Below is a three-question quiz that Warren Buffett, the multi-billionaire investor, gave Berkshire Hathaway Inc. (NYSE: BRK.A, BRK.B) shareholders in his 1997 annual shareholder letter.

He wanted investors to discover how they should think of a falling market.

Currently, there is speculation in the media about whether we’ll have a market correction or not. This quiz from the “Oracle of Omaha” can set us straight on market fears. After the questions, I have two stocks that may be down but definitely are not out when it comes to paying good dividends. Here we go!

Question one:

If you plan to eat hamburgers throughout your life and are not a cattle producer, should you wish for higher or lower prices for beef?

Question two:

If you are going to buy a car from time to time but are not an auto manufacturer, should you prefer higher or lower car prices?

And the final-exam question:

If you expect to be a net saver during the next five years, should you hope for a higher or lower stock market during that period?

Not incredibly difficult. Actually, the first and second are pretty obvious. Now, here is the answer for the third from the master investor himself –

“Only those who will be sellers of equities in the near future should be happy at seeing stocks rise. Prospective purchasers should much prefer sinking prices.”

If you are currently building up a portfolio for your long-term wealth and retirement, then you are more in your “accumulation” phase. You should want to buy your favourite stocks as cheaply as possible.

Are you worried about a market correction coming? Then hope that it drops everything by 20% instead of just 10%! Then wade in for the bargains. The right perspective for investing is sometimes the exact opposite of what everyone else may be doing. That’s what makes Foolish investors very Foolish… and richer.

Macquarie Group Ltd (ASX: MQG)

The investment bank’s recent full year earnings per share are up over 50% with the recovery of international financial markets and increased corporate activities. However, since breaking the $60 mark back in early May, the stock is down about 5.8% to $56.51.

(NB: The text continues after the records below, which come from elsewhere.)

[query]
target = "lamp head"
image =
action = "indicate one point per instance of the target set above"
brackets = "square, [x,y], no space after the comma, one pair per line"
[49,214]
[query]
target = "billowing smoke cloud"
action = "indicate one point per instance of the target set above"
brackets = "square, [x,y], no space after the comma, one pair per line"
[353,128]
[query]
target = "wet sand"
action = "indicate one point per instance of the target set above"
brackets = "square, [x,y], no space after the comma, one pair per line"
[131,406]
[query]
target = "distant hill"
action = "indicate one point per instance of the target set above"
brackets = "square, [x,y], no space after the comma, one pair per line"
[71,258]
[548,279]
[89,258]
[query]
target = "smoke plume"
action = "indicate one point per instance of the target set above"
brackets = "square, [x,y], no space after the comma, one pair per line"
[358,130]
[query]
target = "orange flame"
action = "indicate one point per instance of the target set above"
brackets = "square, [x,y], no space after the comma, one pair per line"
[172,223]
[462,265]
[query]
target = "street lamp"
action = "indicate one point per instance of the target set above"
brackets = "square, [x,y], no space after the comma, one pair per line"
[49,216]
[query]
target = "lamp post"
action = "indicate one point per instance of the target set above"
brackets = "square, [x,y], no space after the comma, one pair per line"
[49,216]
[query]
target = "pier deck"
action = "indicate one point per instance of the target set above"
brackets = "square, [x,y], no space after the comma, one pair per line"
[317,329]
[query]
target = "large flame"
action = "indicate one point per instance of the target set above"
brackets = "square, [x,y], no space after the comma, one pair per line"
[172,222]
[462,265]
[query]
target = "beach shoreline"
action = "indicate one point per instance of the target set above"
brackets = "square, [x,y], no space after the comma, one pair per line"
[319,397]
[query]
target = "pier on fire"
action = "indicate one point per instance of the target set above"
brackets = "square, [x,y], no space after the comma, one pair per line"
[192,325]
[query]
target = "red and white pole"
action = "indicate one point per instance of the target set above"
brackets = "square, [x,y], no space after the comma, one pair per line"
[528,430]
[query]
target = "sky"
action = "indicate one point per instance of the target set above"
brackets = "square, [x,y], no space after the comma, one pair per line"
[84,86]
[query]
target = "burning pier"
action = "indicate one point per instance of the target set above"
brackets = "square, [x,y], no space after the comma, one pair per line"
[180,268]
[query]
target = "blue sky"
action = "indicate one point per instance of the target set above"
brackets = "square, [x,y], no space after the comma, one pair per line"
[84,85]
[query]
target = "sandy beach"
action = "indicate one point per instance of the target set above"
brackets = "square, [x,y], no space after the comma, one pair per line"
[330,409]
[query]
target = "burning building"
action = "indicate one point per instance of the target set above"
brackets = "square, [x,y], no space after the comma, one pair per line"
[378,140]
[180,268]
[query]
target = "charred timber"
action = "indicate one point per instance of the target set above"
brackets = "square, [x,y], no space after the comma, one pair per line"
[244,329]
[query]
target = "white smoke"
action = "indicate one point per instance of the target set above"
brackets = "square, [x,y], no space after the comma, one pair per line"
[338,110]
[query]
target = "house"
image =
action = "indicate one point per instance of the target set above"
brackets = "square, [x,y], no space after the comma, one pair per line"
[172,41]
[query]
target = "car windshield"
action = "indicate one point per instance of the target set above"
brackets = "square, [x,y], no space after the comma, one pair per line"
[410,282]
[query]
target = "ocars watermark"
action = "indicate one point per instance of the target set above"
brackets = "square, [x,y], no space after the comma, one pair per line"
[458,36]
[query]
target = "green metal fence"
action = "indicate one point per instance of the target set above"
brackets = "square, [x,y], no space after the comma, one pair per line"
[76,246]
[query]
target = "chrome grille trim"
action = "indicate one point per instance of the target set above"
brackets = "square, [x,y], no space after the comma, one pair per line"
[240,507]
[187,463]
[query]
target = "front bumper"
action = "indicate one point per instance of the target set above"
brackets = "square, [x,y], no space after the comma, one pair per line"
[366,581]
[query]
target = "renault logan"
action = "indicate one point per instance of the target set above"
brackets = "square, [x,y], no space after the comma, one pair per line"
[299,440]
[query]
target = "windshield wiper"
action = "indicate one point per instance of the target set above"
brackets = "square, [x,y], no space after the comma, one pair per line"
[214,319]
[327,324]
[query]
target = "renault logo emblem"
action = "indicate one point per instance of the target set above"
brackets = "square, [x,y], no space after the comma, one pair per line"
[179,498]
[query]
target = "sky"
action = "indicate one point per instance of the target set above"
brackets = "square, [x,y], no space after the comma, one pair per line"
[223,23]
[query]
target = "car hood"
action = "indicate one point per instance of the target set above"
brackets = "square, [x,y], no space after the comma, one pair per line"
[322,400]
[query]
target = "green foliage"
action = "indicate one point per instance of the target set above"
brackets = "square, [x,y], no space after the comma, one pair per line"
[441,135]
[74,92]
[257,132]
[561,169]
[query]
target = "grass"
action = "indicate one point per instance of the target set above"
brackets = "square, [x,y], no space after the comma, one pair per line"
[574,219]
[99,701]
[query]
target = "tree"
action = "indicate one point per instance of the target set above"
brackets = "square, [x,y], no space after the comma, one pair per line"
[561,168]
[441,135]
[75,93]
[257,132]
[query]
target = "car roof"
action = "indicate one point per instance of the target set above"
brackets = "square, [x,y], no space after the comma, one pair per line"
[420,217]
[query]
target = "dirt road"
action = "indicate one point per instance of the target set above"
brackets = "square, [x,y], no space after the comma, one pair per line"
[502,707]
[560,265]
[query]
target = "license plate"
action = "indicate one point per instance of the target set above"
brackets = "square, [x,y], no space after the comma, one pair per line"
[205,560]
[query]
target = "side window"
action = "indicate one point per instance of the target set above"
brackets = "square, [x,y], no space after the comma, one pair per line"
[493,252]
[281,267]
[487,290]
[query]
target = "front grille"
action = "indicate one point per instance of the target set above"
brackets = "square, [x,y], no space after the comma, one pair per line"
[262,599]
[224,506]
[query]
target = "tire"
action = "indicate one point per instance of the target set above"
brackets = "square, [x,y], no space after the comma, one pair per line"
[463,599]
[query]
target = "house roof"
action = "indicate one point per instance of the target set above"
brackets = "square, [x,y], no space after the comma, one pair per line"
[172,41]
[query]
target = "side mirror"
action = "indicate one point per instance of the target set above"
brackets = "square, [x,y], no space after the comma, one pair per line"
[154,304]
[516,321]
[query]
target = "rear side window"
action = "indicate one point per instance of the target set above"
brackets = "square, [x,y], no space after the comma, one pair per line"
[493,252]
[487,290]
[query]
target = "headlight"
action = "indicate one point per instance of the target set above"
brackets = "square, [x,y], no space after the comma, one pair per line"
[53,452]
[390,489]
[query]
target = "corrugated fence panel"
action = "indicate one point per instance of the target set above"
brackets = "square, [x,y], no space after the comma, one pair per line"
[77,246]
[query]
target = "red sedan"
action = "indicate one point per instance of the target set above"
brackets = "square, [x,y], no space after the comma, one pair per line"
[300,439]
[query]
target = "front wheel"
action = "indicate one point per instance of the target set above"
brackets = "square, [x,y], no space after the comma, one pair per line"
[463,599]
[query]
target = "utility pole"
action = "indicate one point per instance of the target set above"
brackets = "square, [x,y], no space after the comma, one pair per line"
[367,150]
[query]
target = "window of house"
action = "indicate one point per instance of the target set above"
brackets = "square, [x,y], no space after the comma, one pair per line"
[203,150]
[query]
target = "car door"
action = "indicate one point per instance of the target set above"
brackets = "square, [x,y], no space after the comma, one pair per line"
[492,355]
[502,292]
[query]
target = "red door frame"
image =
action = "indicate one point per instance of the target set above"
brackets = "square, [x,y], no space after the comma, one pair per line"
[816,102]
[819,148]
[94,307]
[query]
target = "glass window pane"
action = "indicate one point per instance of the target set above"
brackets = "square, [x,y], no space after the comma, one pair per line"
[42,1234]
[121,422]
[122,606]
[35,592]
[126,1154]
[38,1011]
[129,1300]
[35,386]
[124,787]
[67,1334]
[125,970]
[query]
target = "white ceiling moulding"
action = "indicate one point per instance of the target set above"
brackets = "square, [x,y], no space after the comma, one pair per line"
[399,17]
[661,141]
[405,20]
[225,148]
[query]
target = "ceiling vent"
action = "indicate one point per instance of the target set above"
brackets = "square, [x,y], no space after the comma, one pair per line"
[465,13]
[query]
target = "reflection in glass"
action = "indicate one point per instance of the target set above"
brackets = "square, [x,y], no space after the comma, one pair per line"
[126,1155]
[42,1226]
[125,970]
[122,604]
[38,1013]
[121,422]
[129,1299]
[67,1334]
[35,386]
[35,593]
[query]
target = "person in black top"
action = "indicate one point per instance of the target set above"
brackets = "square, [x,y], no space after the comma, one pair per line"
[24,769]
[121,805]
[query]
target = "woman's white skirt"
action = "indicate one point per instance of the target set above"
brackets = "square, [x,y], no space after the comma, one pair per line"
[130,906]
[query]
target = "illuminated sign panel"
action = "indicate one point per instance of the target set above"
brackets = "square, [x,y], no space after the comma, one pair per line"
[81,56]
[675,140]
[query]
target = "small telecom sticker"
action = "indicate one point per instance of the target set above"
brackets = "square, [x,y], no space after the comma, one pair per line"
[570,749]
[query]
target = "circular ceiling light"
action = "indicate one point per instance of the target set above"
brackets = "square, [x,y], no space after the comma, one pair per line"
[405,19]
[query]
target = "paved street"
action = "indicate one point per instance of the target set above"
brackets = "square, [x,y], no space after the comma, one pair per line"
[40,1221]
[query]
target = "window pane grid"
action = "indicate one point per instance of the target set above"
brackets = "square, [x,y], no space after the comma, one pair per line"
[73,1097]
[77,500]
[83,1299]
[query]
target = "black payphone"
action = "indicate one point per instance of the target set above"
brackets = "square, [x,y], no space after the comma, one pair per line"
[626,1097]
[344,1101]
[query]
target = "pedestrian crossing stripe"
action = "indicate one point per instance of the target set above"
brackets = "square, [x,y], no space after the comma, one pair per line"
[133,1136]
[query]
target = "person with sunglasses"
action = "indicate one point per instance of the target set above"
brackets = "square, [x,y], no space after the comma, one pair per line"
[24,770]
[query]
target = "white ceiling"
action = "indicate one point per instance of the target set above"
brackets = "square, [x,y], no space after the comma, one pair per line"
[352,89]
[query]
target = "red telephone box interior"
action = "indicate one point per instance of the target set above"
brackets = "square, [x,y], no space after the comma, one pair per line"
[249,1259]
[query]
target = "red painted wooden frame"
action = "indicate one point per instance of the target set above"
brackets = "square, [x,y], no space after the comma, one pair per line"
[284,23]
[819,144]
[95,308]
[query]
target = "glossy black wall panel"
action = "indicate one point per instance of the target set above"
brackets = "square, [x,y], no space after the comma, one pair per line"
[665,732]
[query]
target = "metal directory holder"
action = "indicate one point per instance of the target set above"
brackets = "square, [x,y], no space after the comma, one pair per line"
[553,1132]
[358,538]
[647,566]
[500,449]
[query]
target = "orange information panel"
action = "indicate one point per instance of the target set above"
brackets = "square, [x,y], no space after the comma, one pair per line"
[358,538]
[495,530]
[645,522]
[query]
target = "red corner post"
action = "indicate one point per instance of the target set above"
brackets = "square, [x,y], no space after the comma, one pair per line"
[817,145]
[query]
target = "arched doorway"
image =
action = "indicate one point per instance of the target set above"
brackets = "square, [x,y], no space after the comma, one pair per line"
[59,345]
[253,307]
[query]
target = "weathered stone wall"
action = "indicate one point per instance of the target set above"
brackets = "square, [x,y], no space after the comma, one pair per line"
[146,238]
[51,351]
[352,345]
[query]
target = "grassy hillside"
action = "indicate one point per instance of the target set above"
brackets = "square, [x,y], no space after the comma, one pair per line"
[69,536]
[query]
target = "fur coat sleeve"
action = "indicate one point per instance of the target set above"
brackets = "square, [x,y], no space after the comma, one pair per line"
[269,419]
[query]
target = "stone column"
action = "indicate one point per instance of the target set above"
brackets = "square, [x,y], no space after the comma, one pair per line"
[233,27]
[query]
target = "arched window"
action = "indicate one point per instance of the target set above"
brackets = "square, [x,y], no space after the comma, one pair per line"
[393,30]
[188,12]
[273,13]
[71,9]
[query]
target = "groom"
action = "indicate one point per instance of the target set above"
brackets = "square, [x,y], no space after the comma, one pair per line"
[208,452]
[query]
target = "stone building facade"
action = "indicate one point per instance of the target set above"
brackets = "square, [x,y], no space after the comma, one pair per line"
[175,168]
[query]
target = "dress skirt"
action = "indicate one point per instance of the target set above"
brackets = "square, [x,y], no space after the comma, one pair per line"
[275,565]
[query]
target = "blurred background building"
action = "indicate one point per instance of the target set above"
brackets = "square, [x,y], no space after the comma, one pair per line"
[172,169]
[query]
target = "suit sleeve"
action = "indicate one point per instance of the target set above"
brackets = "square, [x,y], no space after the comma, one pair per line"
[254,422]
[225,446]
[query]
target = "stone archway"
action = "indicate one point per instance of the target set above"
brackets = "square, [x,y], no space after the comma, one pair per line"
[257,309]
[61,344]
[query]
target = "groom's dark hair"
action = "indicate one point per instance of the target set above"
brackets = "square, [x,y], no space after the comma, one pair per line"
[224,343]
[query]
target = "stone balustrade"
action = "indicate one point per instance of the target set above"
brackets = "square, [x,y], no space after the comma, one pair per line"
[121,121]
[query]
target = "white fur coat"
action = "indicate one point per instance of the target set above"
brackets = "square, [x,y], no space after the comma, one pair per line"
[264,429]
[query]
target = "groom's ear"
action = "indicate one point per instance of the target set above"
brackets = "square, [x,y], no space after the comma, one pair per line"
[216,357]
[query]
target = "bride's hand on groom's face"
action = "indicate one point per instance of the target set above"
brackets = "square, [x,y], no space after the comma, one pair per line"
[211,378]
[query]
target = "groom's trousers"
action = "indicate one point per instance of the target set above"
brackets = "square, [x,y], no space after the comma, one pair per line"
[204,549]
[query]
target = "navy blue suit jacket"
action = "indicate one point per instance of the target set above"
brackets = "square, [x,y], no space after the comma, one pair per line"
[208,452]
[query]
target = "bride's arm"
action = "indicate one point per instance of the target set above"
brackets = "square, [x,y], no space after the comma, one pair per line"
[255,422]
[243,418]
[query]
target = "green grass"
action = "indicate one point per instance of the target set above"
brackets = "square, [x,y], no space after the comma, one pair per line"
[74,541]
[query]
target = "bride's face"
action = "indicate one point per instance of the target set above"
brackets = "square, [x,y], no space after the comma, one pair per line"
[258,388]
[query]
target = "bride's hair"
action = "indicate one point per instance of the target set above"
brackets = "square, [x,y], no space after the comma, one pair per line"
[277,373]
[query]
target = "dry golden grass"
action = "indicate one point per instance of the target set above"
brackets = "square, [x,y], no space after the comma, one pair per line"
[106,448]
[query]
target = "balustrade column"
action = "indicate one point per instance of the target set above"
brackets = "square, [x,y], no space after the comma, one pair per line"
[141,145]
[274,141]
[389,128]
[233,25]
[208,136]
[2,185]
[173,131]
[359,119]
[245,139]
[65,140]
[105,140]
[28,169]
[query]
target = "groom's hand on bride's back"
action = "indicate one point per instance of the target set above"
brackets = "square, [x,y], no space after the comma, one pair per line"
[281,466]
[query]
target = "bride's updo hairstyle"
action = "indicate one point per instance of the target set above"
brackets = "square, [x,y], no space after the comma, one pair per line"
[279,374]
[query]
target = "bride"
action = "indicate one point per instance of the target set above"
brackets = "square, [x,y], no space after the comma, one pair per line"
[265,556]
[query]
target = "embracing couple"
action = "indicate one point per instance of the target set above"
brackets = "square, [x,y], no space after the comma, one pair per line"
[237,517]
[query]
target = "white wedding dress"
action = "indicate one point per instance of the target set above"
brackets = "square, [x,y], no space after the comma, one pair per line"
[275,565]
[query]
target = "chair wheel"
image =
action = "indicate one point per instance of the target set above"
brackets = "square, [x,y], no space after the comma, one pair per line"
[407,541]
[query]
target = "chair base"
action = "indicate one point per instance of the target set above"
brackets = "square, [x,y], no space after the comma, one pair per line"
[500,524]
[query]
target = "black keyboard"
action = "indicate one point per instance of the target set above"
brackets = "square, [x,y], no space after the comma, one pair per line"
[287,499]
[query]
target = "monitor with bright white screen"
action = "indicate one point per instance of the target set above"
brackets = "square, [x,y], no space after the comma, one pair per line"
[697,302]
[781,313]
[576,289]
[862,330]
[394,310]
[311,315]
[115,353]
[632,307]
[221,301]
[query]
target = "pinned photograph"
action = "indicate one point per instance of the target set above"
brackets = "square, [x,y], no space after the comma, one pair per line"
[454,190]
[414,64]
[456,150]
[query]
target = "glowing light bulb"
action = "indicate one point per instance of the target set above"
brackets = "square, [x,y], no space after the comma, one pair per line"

It may be taking “a breather” after a strong run-up since mid-2012, but that could be before it sets out on the next leg up. If a correction comes and knocks off 10% or more, that will be a good discount. Its dividend yield is a very generous 4.9% partially franked. That may be higher than what its own customers get for term deposit interest, so you have to love that.

Monadelphous Group Limited (ASX: MND)

The engineering and construction company may be off the radar of many investors as the mining services industry is going through a downturn after the mining pullback. The stock is down about 18% in the past three months. It may see more earnings decreases before everything has worked its way out, yet probably the worst is over. It may be time to start stalking this company and look for signs of improvement.

It is offering a whopping 8.3% yield fully franked. This may reflect that earnings could dip some more, so be forewarned and fully informed by doing your homework.